Molecular Mechanisms in Early Diabetic Kidney Disease: Glomerular Endothelial Cell Dysfunction

Abstract

Diabetic kidney disease (DKD) is the leading cause of end-stage renal disease (ESRD), with prevalence increasing at an alarming rate worldwide and today, there are no known cures. The pathogenesis of DKD is complex, influenced by genetics and the environment. However, the underlying molecular mechanisms that contribute to DKD risk in about one-third of diabetics are still poorly understood. The early stage of DKD is characterized by glomerular hyperfiltration, hypertrophy, podocyte injury and depletion. Recent evidence of glomerular endothelial cell injury at the early stage of DKD has been suggested to be critical in the pathological process and has highlighted the importance of glomerular intercellular crosstalk. A potential mechanism may include reactive oxygen species (ROS), which play a direct role in diabetes and its complications. In this review, we discuss different cellular sources of ROS in diabetes and a new emerging paradigm of endothelial cell dysfunction as a key event in the pathogenesis of DKD.

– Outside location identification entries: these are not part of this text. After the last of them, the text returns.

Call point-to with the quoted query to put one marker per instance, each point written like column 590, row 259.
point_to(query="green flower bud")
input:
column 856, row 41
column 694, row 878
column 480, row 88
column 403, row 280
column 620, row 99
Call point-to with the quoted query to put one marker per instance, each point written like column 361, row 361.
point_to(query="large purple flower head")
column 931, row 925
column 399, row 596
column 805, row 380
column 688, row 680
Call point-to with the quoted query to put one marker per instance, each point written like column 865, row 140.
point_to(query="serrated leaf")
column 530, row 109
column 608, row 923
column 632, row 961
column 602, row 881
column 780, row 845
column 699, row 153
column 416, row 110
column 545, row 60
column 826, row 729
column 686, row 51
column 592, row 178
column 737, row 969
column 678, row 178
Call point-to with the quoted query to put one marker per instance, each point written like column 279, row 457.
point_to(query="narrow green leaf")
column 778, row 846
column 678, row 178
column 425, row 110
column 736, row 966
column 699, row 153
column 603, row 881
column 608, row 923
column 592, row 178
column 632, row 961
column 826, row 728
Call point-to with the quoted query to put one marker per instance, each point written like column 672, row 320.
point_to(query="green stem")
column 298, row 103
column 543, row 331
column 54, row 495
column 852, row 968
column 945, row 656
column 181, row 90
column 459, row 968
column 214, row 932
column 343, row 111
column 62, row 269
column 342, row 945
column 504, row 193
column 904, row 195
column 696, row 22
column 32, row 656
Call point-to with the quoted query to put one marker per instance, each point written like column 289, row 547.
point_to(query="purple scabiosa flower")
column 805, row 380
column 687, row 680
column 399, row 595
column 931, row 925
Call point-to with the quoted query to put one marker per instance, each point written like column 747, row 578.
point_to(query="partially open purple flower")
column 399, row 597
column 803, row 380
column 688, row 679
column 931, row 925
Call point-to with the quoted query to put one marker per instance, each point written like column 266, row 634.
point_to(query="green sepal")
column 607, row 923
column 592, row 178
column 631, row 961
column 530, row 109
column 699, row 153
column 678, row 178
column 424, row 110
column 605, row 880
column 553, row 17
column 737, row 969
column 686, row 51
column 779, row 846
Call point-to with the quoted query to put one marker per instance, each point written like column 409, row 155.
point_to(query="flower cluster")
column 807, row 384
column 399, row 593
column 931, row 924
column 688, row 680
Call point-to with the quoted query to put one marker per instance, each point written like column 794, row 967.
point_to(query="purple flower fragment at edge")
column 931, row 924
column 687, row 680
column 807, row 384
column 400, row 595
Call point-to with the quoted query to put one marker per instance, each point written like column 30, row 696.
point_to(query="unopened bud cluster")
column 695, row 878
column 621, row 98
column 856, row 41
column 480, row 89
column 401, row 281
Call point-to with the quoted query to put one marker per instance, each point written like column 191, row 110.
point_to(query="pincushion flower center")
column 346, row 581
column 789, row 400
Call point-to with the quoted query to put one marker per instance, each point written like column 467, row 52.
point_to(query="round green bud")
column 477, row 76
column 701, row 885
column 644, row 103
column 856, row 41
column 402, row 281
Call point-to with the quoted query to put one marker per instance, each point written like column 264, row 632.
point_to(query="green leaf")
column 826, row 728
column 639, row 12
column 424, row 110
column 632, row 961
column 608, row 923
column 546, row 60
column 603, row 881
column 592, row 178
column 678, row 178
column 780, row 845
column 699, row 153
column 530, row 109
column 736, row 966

Keywords: ROS; diabetic kidney disease; glomerular endothelial cells.

Figure 1

The glomerular filtration barrier. (A) Schematic showing a glomerular capillary loop that forms the primary filtering unit of the kidney, illustrating normal (left) and diabetic kidney disease (DKD) (right) morphology features. The glomerular capillary loop is comprised of specialized structures: parietal epithelial cells (PECs), the mesangial cells, visceral epithelial cells (podocytes) with interdigitating foot processes (FP) attached to the glomerular basement membrane (GBM), fenestrated glomerular endothelial cells (GEC), and the glycocalyx. Between podocyte foot processes is the slit diaphragm (SD), forming a bridge and tethering foot processes together. In DKD, there are profound morphological changes to the glomerulus, including thickening of the GBM, mesangial matrix expansion and increases in extracellular matrix deposition occluding its capillaries. Additional changes are GEC dysfunction, degradation of the glycocalyx, fusion of foot processes, disrupted architecture of the slit diaphragm, podocytes depletion and consequential protein leak. (B) There is disrupted bidirectional signaling among the cells in the filtration barrier in DKD, including increased podocyte-derived vascular endothelial growth factor a (VEGFA) in early DKD and decrease of VEGF in progressive disease. There is a loss of angiopoietin-1 (Angpt1) and tyrosine-protein kinase receptor (Tie2) interaction in diabetes, and production of activated protein C (APC) in the glomerulus is reduced because of suppression of thrombomodulin expression. Decreased functional activity of APC affects the permeability of the glomerular capillary wall and enhances apoptosis of GECs and podocytes. Endothelin-1 (Edn1) and endothelin receptor A (Ednra) pathway activation in DKD lead to mitochondrial oxidative stress, endothelial nitric oxide (NO) depletion, and degradation of the endothelial glycocalyx.

Figure 2

Generation of excess reactive oxygen species (ROS) in the GECs. Pathological metabolic conditions associated with diabetes mellitus (including hyperglycemia, increased circulation of advanced glycation end products (AGEs), endothelin-1 (Edn1) and free fatty acids (FFAs), as well as activation of RAAS leading to release of angiotensin II (Ang II)) can exacerbate ROS production over the cell’s antioxidant capacity, and this imbalance contributes to endothelial dysfunction in DKD. ROS are generated by enzymatic and nonenzymatic redox reactions during cellular metabolism under normal and pathological conditions. The superoxide anion (O₂•⁻), generated in mitochondria, plasma membrane, peroxisomes, and cytosol, becomes the precursor free radical for the generation of other ROS molecules. Next, cytosolic CuZN superoxide dismutase (SOD) and mitochondrial MnSOD convert O₂•⁻ to H₂O₂, which yields highly reactive hydroxyl radicals (OH•) by interaction with reduced transition metal ions (such as Fe and Cu) in a Fenton reaction. In addition to ROS, cells also generate reactive nitrogen species (RNS). The major RNS include nitric oxide (•NO), peroxynitrite (ONOO⁻), and nitrogen dioxide (•NO₂). Nitric oxide (•NO) is produced by three isoforms of nitric oxide synthase (NOS). Finally, the excess ROS produced causes oxidative damage to mitochondrial and nuclear DNA, lipid and protein oxidation, protein nitration, and mitochondrial dysfunction.